If you click with the right button and open it in a new tab you'll see it clearly. Or click in the image, then will appear a black image when you can barely see it, just click in this black image and it will open a new tab with the formula.
Anyaway is just http://upload.wikimedia.org/math/2/1/1/211c06a5ce0bfe247bbe60d43dddfea1.png

n is the |z|, so n is the radius. In the example in class, that's the information given...
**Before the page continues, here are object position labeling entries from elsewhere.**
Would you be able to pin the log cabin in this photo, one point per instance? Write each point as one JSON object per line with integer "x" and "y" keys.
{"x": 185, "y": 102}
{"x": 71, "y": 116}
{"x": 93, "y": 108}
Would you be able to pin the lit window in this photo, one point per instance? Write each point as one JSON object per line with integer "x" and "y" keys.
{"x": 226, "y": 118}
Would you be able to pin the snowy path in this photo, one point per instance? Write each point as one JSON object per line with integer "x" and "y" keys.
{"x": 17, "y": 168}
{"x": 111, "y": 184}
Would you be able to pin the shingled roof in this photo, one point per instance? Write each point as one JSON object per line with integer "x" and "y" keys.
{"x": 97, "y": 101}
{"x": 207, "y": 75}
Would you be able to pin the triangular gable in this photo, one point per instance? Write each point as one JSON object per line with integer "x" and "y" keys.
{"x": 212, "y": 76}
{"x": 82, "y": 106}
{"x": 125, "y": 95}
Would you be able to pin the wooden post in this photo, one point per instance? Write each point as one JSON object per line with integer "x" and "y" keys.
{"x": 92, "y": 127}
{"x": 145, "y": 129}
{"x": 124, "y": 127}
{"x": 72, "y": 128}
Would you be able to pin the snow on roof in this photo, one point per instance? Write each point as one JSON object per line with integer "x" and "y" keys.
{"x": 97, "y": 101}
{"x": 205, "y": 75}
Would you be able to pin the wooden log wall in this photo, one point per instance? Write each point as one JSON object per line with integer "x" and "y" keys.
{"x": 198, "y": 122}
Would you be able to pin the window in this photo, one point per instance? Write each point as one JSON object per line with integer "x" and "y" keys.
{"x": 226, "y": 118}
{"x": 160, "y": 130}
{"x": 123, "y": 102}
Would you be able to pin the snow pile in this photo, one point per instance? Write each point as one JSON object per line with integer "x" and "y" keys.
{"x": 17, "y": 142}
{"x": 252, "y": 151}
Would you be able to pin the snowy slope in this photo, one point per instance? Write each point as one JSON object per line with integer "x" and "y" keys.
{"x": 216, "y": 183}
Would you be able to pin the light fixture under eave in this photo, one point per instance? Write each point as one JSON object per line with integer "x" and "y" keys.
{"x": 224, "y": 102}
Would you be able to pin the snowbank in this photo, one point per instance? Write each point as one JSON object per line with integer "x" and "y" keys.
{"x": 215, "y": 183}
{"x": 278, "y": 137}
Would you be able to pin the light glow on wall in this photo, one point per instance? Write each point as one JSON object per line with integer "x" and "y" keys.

In the problem I wrote C is any closed simple curve involving z=1. Then I assumed |z| = 1, where z = x+ iy
so x² + y² = 1²

I thought it wrong?

Thanks, that link works better. Your information is wrong. n isn't the radius. n+1 is supposed to be the power in the denominator. You don't need to know the radius. You just need to know the curve circles z=1. And x^2+y^2=1 doesn't do that. It goes through z=1. A better curve is (x-1)^2+y^2=1, that's actually a circle around z=1. z=1 is the center.

 

[Paradoxx]

So n+1=3, n=2

And according to that formula I have to do f''(z₀)

Where my F(z) = 5z²-3z+2
F''(z)=10

F''(z)[(2∏i)/2!] = ∫5z²-3z+2 / (x-1)³ = 10i∏

Is it?

 

[Dick]

So n+1=3, n=2

And according to that formula I have to do f''(z₀)

Where my F(z) = 5z²-3z+2
F''(z)=10

F''(z)[(2∏i)/2!] = ∫5z²-3z+2 / (x-1)³ = 10i∏

Is it?

Now you've got it.

 

[Paradoxx]

Yay! Thanks...I've got to do lots of exercises now to practice.

 

[Dick]

Yay! Thanks...I've got to do lots of exercises now to practice.

Great. One last thing to watch out for is that that formula also assumes the integration is going counterclockwise around z=1. If it were clockwise you'd have to reverse the sign.